If you take all the factories in the world today, they could make all the parts necessary to build more factories like themselves. So, in a sense, we have a self-replicating industrial system today, but it would take a tremendous effort to copy what we already have.
Nanotechnology quotes by K. Eric Drexler
Scientists study physical things, then describe them;
engineers describe physical things, then build them.
In a sense, artificial intelligence will be the ultimate tool because it will help us build all possible tools.
Any powerful technology can be abused.
After realizing that we would eventually be able to build molecular machines that could arrange atoms to form virtually any pattern that we wanted, I saw that an awful lot of consequences followed from that.
Nature draws no line between living and nonliving.
But if we can manage it so people don't have things forced on them that they don't want, I think there's every reason to believe things can settle out in a situation that is recognizably better than the one we're stuck in today.
An international race in the relevant technologies is getting under way at this point, not necessarily with an understanding of where that race leads in the long run, but strongly motivated by the short-term payoffs.
Likewise nanotechnology will, once it gets under way, depend on the tools we have then and our ability to use them, and not on the steps that got us there.

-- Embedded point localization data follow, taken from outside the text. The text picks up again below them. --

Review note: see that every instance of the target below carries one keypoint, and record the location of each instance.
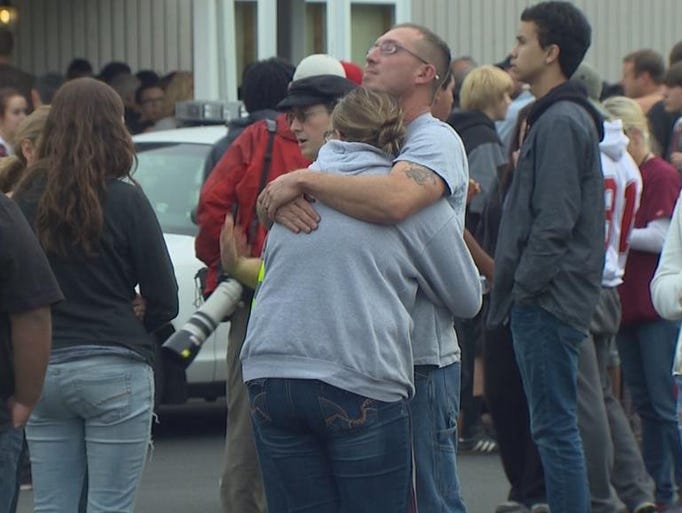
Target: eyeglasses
(302, 115)
(391, 47)
(148, 101)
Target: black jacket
(550, 249)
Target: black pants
(508, 408)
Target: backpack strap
(265, 173)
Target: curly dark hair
(85, 142)
(562, 24)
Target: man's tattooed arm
(420, 174)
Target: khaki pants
(241, 486)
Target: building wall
(158, 34)
(485, 29)
(147, 34)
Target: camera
(183, 345)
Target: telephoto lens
(183, 345)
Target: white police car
(171, 169)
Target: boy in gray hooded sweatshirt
(333, 387)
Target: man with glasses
(409, 62)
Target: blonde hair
(483, 86)
(180, 88)
(30, 129)
(630, 113)
(370, 117)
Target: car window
(171, 175)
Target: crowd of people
(438, 256)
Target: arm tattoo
(420, 174)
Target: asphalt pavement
(182, 472)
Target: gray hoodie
(336, 305)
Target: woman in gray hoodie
(328, 356)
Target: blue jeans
(678, 384)
(329, 450)
(95, 414)
(10, 449)
(647, 351)
(547, 354)
(434, 410)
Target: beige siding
(485, 29)
(152, 34)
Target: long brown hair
(84, 143)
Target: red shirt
(661, 185)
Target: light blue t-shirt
(435, 145)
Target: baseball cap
(318, 64)
(505, 63)
(315, 89)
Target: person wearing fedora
(409, 62)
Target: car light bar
(208, 112)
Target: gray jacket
(550, 249)
(336, 304)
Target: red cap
(353, 72)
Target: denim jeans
(547, 354)
(10, 449)
(94, 415)
(646, 351)
(329, 450)
(434, 410)
(678, 384)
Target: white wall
(485, 29)
(158, 34)
(151, 34)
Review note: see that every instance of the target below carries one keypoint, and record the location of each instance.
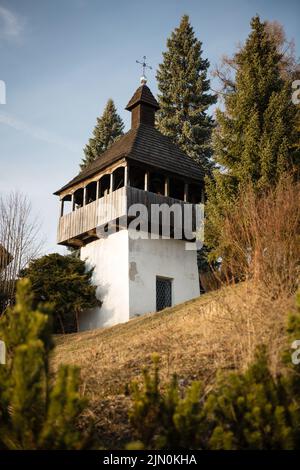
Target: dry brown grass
(219, 330)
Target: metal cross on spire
(144, 67)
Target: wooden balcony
(79, 227)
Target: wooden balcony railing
(86, 219)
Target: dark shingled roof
(147, 145)
(142, 95)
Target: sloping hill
(219, 330)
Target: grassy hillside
(215, 331)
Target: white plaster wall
(166, 258)
(109, 256)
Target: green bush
(64, 282)
(36, 410)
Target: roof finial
(144, 67)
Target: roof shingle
(147, 145)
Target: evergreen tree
(184, 94)
(64, 282)
(108, 129)
(256, 138)
(36, 412)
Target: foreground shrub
(36, 412)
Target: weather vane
(144, 67)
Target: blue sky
(62, 59)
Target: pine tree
(66, 283)
(35, 411)
(184, 94)
(256, 139)
(108, 129)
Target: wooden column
(147, 181)
(167, 186)
(62, 208)
(186, 192)
(202, 195)
(126, 175)
(73, 202)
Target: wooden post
(62, 208)
(126, 175)
(147, 181)
(73, 202)
(167, 186)
(186, 192)
(202, 195)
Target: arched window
(118, 180)
(104, 185)
(91, 191)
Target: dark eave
(146, 145)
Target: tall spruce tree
(184, 96)
(256, 138)
(108, 129)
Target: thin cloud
(11, 26)
(36, 132)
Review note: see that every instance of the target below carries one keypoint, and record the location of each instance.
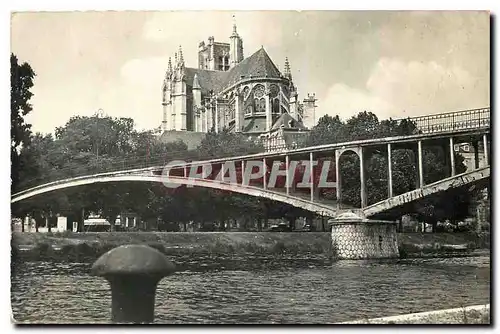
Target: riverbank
(83, 247)
(477, 315)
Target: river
(256, 290)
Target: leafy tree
(366, 125)
(226, 144)
(21, 81)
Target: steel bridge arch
(176, 180)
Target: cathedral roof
(255, 125)
(208, 79)
(288, 122)
(258, 65)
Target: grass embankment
(479, 314)
(89, 246)
(441, 244)
(82, 247)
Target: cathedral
(228, 91)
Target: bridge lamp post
(98, 114)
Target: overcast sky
(395, 64)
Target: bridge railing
(457, 120)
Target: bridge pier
(355, 238)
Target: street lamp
(98, 114)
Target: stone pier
(356, 238)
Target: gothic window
(246, 90)
(260, 105)
(259, 91)
(274, 90)
(285, 91)
(275, 106)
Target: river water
(257, 290)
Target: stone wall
(364, 240)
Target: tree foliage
(21, 81)
(366, 125)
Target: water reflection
(267, 290)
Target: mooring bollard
(133, 272)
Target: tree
(366, 125)
(227, 144)
(21, 81)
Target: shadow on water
(258, 289)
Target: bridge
(310, 177)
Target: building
(468, 152)
(247, 95)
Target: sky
(394, 64)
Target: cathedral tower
(236, 48)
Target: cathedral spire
(287, 73)
(196, 83)
(169, 68)
(181, 57)
(235, 33)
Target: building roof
(208, 79)
(288, 122)
(258, 65)
(255, 125)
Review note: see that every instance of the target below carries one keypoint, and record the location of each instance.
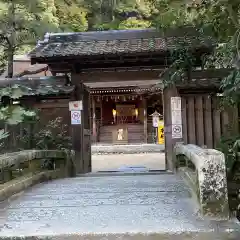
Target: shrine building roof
(117, 42)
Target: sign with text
(155, 121)
(176, 103)
(160, 132)
(75, 106)
(75, 117)
(177, 131)
(176, 113)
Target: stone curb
(20, 184)
(217, 235)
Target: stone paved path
(108, 207)
(153, 161)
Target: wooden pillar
(145, 119)
(81, 133)
(94, 126)
(169, 141)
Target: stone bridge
(115, 206)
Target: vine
(183, 62)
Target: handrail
(205, 171)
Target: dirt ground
(152, 161)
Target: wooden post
(169, 141)
(94, 126)
(145, 120)
(77, 130)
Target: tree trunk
(11, 45)
(10, 62)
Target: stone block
(212, 181)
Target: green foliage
(54, 135)
(134, 23)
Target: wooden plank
(184, 120)
(216, 122)
(224, 123)
(208, 121)
(199, 121)
(51, 105)
(191, 120)
(169, 141)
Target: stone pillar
(145, 120)
(94, 125)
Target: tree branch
(28, 72)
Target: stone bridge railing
(20, 170)
(204, 170)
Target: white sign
(75, 117)
(75, 106)
(176, 103)
(155, 121)
(177, 131)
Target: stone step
(132, 236)
(136, 207)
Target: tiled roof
(22, 64)
(116, 42)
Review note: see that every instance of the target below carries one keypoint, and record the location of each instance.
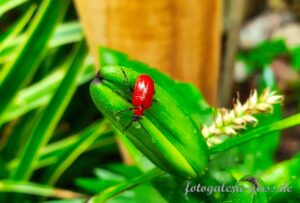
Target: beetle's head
(136, 118)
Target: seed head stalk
(229, 123)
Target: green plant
(51, 139)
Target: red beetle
(142, 97)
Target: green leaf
(7, 5)
(66, 201)
(52, 152)
(87, 138)
(40, 93)
(257, 133)
(115, 190)
(36, 189)
(30, 53)
(7, 37)
(65, 33)
(45, 126)
(187, 95)
(295, 57)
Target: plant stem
(256, 133)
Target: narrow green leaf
(115, 190)
(65, 33)
(45, 126)
(7, 37)
(41, 92)
(7, 5)
(36, 189)
(31, 52)
(52, 153)
(257, 133)
(87, 138)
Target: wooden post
(181, 38)
(178, 37)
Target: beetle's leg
(129, 109)
(121, 93)
(130, 89)
(128, 125)
(155, 100)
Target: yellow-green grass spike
(172, 141)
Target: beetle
(142, 97)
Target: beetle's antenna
(118, 112)
(128, 126)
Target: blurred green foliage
(52, 136)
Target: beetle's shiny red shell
(143, 93)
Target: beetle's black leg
(155, 100)
(128, 125)
(129, 109)
(121, 93)
(130, 89)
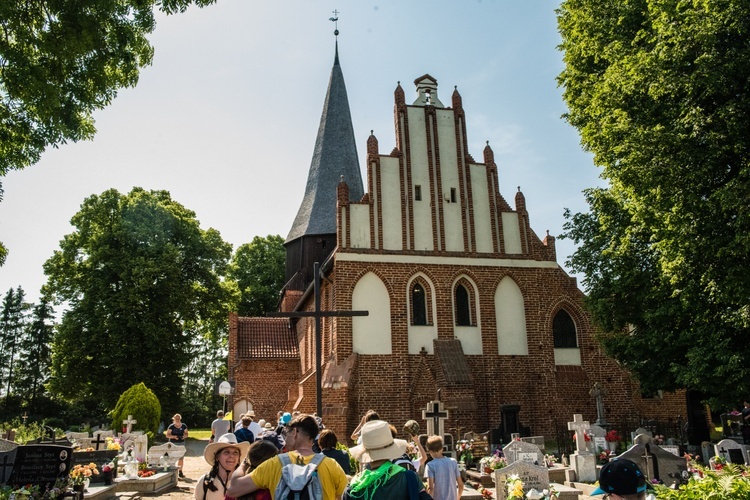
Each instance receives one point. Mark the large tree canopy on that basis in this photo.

Quotations by K. Eric Drexler that are futurism and innovation
I had been impressed by the fact that biological systems were based on molecular machines and that we were learning to design and build these sorts of things.
...Local prohibitions cannot block advances in military and commercial technology... Democratic movements for local restraint can only restrain the world's democracies, not the world as a whole.
Protein engineering is a technology of molecular machines - of molecular machines that are part of replicators - and so it comes from an area that already raises some of the issues that nanotechnology will raise.